A menor mortalidade de pessoas em todas as idades e a diminuição de nascimentos resultam em um aumento; não só no número absoluto de idosos, como também na proporção desse grupo em relação à população brasileira. Informações publicadas pelo Instituto Brasileiro de Geografia e Estatística (IBGE) mostram que o aumento da população idosa tem mudado o formato da pirâmide etária em relação ao ano de 1980. Essa mudança será ainda mais significativa em 2060, quando aproximadamente 1/3 da população brasileira será de pessoas idosas, 

O avanço da ciência, não só prolongando a vida dos doentes, mas curando doenças consideradas graves ou letais, as políticas públicas de vacinação e de imunização, o acesso à informação e a consequente queda na taxa de natalidade nas famílias, contribuíram para que ocorresse tal fenômeno na atualidade, ou seja, o mundo está envelhecendo, o Brasil está envelhecendo, transformando-se em um “país idoso” A aprovação da lei (que até 2022 era chamada de Estatuto do Idoso) foi um marco de grandes avanços com relação aos direitos da pessoa idosa.  
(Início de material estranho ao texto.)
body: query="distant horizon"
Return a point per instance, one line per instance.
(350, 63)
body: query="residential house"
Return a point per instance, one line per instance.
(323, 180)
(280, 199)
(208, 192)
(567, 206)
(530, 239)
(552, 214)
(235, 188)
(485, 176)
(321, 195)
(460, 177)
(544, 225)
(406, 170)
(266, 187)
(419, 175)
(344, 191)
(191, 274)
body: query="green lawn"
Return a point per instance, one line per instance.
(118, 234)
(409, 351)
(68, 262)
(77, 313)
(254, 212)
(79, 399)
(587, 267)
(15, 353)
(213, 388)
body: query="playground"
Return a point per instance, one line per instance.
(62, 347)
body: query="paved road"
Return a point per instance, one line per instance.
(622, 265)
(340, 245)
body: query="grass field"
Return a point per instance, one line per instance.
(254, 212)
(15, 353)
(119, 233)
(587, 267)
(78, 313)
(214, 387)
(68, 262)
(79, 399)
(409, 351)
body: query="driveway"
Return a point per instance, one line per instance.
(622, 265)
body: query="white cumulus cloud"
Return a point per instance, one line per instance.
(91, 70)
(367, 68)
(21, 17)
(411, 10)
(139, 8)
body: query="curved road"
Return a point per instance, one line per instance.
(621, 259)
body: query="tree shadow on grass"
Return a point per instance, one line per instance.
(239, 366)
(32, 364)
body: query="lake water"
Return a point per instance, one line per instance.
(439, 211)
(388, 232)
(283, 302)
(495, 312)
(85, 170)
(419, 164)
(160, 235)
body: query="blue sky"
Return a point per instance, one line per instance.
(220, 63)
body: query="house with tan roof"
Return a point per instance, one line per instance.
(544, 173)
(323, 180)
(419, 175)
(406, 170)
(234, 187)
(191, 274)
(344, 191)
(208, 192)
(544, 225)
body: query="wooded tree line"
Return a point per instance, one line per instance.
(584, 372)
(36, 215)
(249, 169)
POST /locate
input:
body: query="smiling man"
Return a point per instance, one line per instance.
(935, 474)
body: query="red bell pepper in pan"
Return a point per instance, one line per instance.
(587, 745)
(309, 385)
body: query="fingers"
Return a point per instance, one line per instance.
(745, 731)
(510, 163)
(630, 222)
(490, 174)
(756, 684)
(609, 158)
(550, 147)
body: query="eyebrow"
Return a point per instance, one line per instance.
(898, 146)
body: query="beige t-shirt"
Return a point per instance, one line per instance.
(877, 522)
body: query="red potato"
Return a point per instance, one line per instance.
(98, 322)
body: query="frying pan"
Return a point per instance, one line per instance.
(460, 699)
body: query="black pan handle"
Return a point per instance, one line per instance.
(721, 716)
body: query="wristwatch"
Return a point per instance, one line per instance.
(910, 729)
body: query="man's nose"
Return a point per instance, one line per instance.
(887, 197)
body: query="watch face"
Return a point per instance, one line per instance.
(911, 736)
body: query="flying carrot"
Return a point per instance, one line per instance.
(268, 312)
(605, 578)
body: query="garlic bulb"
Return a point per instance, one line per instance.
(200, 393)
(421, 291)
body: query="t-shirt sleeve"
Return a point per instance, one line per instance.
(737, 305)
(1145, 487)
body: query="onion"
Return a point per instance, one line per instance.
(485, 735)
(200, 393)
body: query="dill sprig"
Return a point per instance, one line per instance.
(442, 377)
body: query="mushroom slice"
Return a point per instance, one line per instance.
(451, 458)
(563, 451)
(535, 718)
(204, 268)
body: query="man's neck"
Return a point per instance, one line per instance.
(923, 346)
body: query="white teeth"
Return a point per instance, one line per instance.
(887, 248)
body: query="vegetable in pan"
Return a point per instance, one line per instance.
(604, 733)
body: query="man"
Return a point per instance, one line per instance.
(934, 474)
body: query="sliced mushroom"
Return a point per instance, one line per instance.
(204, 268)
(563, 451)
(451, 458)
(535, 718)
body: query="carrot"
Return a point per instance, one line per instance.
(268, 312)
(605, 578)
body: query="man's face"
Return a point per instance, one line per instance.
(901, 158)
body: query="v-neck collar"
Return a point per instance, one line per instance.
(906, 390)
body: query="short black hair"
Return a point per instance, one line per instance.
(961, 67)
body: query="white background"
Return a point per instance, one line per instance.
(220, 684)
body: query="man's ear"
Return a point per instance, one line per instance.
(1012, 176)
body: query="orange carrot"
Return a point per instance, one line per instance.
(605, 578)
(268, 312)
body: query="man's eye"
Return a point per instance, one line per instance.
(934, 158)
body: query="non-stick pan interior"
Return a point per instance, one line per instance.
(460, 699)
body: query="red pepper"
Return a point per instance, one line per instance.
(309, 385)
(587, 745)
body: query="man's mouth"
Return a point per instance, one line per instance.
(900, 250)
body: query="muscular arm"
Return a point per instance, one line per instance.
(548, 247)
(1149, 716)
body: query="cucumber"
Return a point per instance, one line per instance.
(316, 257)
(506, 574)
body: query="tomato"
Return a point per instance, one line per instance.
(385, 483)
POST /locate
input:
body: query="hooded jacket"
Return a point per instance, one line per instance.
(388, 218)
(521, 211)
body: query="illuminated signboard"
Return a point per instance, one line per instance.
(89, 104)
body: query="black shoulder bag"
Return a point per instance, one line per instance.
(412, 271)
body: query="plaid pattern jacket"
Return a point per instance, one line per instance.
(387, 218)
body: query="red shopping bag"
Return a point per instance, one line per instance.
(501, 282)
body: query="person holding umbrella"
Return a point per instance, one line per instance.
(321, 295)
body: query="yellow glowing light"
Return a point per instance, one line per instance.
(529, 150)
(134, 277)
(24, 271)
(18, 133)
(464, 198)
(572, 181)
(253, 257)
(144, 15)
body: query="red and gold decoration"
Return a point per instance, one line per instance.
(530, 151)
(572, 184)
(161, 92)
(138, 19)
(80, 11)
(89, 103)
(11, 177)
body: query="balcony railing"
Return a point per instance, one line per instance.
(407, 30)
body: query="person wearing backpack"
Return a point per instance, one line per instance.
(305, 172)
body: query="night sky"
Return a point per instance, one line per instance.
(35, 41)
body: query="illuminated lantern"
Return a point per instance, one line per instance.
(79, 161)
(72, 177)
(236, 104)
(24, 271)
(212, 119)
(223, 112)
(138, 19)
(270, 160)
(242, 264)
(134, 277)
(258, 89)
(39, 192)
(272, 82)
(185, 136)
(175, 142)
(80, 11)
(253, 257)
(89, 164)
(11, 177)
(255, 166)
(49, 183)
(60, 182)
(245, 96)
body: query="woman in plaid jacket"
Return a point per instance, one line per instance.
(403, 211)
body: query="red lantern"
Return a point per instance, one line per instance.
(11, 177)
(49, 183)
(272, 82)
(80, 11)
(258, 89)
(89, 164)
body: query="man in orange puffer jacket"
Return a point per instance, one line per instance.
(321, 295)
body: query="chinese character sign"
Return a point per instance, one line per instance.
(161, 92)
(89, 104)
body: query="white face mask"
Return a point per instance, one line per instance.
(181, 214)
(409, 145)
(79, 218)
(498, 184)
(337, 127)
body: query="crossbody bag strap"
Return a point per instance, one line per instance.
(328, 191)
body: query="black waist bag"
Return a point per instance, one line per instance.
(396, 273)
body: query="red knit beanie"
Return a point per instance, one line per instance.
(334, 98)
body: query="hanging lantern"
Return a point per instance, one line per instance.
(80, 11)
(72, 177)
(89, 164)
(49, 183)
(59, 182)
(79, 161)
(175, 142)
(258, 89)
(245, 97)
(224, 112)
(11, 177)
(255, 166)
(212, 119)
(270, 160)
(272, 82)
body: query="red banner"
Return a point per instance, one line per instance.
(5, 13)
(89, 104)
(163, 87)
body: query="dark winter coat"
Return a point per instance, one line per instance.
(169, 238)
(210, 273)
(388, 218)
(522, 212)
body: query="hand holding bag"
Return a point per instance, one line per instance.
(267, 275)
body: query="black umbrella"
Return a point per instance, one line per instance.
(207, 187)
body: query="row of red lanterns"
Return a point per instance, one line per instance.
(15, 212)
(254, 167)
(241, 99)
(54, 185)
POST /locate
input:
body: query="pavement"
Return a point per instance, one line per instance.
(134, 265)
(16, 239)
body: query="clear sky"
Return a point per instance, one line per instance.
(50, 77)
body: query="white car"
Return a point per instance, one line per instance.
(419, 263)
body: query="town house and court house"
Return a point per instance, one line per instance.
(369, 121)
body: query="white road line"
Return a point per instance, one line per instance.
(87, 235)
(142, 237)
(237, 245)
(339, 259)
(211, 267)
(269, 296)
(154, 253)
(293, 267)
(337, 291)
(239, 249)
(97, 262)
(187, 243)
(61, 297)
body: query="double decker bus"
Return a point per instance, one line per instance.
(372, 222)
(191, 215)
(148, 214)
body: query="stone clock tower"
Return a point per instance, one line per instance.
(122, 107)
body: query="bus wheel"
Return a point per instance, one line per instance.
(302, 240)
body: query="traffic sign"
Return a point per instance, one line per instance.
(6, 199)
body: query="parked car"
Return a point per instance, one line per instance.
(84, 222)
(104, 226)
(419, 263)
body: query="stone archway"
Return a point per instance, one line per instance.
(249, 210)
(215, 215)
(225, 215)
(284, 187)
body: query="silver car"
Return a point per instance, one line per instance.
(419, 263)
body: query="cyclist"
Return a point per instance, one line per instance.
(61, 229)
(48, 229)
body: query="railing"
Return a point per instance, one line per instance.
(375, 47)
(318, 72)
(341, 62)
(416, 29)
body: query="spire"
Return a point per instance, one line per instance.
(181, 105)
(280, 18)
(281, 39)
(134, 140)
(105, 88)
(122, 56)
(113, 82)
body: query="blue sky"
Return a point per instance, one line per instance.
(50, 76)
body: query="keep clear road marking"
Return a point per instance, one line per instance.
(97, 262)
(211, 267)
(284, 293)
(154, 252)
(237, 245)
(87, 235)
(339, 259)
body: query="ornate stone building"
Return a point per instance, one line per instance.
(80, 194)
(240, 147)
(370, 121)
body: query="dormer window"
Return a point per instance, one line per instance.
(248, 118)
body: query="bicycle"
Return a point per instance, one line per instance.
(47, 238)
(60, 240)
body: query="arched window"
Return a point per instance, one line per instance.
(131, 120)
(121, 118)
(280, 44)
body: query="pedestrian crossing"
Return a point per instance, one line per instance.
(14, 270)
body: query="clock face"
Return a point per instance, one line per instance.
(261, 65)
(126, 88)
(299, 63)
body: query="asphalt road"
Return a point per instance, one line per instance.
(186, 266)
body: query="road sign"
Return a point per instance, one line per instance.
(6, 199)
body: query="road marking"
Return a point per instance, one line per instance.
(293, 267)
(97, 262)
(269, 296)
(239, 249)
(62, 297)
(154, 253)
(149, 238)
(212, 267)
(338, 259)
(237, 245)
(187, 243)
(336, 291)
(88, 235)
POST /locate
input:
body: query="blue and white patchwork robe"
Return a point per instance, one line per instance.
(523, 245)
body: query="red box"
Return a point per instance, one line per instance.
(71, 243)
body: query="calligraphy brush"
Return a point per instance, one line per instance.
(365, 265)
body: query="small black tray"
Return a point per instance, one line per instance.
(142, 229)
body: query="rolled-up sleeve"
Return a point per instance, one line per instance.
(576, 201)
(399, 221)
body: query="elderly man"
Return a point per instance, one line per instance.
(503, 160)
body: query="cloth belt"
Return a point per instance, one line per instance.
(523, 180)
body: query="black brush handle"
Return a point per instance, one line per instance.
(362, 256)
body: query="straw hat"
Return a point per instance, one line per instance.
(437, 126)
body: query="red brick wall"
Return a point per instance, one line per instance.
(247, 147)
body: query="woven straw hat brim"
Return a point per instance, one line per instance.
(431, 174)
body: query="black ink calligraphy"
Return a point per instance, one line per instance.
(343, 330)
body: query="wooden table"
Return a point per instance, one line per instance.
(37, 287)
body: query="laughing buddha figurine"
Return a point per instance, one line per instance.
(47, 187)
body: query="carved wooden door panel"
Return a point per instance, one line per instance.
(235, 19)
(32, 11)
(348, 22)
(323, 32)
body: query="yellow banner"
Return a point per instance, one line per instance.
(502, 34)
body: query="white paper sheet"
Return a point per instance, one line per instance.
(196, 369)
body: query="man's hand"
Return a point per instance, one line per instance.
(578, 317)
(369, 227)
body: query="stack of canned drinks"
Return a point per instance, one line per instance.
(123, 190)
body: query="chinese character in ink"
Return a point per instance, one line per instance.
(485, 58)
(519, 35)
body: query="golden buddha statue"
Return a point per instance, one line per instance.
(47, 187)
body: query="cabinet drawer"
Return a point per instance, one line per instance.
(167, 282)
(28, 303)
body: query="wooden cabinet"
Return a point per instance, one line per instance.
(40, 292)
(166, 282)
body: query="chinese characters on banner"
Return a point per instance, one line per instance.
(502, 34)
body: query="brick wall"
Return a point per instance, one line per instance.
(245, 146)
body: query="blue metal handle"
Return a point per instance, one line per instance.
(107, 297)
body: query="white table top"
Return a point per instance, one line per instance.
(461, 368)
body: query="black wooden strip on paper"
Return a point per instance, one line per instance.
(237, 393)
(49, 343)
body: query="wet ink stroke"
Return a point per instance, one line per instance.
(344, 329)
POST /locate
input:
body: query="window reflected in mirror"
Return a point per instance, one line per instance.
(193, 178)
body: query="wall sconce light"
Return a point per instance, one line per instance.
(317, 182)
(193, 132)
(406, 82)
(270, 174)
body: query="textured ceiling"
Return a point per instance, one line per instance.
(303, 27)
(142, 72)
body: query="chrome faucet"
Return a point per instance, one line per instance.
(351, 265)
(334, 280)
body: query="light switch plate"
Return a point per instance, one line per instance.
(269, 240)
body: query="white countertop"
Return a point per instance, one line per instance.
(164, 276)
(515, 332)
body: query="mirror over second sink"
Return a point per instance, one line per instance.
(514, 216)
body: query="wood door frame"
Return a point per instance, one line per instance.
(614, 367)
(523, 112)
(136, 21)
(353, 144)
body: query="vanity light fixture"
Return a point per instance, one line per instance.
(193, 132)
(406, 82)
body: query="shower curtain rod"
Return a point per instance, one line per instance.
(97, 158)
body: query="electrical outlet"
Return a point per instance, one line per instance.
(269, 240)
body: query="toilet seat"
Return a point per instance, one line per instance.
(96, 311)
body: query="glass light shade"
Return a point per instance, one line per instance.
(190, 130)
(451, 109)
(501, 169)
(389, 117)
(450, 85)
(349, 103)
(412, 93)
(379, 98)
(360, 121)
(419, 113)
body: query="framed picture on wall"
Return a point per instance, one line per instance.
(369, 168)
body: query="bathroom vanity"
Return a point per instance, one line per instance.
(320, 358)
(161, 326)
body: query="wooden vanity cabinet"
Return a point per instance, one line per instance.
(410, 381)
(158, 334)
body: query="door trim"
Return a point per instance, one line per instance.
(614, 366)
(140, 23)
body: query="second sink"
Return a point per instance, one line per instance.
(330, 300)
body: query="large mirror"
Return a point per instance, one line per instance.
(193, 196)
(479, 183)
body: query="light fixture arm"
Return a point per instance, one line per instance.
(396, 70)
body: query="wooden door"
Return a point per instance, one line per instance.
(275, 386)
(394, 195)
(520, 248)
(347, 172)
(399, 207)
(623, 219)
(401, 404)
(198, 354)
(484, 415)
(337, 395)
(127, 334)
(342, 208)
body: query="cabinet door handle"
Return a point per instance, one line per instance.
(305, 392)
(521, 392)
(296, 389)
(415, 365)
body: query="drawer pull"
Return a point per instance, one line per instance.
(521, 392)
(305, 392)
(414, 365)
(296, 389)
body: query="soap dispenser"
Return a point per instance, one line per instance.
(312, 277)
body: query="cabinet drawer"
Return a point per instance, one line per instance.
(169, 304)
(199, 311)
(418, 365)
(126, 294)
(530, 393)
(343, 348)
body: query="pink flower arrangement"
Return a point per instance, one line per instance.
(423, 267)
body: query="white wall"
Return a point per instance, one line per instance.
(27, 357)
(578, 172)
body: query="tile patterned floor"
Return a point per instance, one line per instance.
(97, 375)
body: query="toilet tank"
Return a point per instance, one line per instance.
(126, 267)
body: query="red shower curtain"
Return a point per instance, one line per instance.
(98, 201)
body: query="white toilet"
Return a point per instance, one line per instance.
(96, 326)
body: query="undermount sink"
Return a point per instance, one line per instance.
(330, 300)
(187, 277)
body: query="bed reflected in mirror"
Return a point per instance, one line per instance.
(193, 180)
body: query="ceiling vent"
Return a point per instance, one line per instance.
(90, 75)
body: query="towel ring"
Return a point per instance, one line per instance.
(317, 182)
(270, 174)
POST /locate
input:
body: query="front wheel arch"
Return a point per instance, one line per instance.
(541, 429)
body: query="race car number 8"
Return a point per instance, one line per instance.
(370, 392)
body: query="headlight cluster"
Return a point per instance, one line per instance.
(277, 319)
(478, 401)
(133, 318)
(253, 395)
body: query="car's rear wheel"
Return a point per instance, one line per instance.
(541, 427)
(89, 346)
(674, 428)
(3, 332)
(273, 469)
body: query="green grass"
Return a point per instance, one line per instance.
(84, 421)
No Brasil, para tanto, a Constituição Federal de 1988, logo em seu artigo 1º, declara que são princípios fundamentais da República Federativa do Brasil a cidadania e a dignidade humana, conforme os incisos I e II, estipulando, ainda, que um dos objetivos fundamentais da República é o de promover o bem de todos, sem preconceito ou discriminação em face da idade, de origem, de raça, do sexo, da cor e de quaisquer outras formas de discriminação, consoante seu artigo 3º, inciso IV. Já no seu artigo 230, prevê que a família, a sociedade e o Estado têm o dever de amparar as pessoas idosas.  

Posteriormente, com a aprovação do Estatuto do Idoso, criado pela Lei nº 10.741, de 1º de outubro de 2003, o legislador procurou regular a previsão constitucional, definindo quem é o idoso e estabelecendo medidas de proteção, inclusive na parte criminal, buscando a efetiva proteção contra a violência, inclusive através de políticas de atendimento para os familiares que as cometem, principalmente para os que possuem dependência de drogas e álcool. 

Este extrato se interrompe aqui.